TVLINE | As a 19-year-old in 1990s Texas, I doubt that Georgie will ever seek out professional help. Is talking to George Sr. as close as he is ever going come to therapy?
I think you actually hit it right on the head. When we were talking about this episode, and all of the things that have been piled on top of this young kid — with a wife and a family and in-laws… and a job… and his mom and his sister… and the loss of his dad — we were talking about those things as a Texas guy in the ’80s and ’90s, right?
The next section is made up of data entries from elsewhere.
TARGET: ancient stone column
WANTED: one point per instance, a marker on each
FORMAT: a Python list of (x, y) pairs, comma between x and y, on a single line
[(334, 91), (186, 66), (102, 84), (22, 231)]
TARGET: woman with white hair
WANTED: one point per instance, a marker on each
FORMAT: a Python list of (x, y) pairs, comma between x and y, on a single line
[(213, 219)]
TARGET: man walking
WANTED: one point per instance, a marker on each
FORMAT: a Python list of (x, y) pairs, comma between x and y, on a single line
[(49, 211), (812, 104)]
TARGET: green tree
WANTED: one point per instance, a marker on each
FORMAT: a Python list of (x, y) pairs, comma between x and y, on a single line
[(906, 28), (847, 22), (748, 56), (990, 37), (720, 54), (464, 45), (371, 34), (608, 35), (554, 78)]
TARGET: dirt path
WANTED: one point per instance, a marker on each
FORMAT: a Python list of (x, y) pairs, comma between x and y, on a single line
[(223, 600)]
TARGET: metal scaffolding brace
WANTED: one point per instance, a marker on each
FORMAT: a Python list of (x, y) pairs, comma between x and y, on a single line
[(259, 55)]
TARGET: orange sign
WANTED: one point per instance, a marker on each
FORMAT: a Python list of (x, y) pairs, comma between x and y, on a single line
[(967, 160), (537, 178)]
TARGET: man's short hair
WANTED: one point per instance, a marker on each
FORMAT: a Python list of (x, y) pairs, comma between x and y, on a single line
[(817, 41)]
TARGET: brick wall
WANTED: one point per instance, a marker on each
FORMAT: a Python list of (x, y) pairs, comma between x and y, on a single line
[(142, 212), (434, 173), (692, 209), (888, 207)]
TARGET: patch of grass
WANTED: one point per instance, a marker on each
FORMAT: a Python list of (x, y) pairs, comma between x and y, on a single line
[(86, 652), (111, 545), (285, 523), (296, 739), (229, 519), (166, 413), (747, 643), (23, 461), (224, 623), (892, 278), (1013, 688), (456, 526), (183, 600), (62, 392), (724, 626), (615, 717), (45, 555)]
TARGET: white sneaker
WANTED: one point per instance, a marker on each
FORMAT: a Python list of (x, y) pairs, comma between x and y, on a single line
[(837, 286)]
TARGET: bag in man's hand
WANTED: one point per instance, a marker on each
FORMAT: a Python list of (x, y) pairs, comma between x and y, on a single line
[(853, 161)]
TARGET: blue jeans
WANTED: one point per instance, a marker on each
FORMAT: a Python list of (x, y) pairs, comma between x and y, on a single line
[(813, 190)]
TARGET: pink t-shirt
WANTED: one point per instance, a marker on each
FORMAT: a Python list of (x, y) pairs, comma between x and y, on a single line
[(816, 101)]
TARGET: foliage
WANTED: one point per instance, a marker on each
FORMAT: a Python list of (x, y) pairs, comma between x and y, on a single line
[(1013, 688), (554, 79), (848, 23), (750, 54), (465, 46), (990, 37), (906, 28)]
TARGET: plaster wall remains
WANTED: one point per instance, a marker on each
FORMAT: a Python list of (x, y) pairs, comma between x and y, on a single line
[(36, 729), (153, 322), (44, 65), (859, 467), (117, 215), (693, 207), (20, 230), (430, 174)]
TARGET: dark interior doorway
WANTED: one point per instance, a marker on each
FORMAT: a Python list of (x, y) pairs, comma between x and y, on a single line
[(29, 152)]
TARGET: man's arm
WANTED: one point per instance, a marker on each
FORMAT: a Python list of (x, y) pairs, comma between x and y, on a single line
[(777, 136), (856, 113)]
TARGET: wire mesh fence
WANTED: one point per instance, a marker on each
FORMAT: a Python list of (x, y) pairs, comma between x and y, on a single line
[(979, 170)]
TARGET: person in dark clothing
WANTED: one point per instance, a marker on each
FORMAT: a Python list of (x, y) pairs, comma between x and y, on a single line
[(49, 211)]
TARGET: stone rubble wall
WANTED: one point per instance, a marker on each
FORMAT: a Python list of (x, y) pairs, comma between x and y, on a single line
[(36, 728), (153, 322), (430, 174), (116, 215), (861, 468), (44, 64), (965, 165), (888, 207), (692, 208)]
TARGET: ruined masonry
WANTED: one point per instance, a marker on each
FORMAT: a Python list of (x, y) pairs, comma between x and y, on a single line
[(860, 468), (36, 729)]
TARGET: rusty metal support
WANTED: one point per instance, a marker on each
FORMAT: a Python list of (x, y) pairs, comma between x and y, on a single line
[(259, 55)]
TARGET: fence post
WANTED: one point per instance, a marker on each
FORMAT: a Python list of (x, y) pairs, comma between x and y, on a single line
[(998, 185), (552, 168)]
He wasn’t going to admit that he was struggling, he wasn’t going to admit that he needed help, and he wasn’t going to go seek therapy, so getting to go and talk to his dad, and getting to admit that he was struggling in a way that he couldn’t really admit to anyone else, felt like the therapy that he needed, and that that was enough to sort of get him moving forward.
TVLINE | We previously spoke about where we left things Mary and Missy in the Young Sheldon finale. We see in Episode 2 of Georgie & Mandy that Missy is acting out at school, and that she’s a bit of a latchkey kid now that Mary has thrown herself into her religion. Are those storylines that you will continue to explore in the spinoff?
Yeah, absolutely. This is the beginning of the pivot from the Young Sheldon Mary towards the Big Bang Mary, you know? I think you’re starting to see that shift. When we’re finding these stories, it’s really about using these [Young Sheldon] characters to inform Georgie and Mandy [storylines]…. We know from Big Bang that Missy ends up OK, so I think we can have some fun with her. Her slide into rebellion as a teenager who just lost her father feels very real, and a thing that her older brother has to deal with now as the father figure of the family.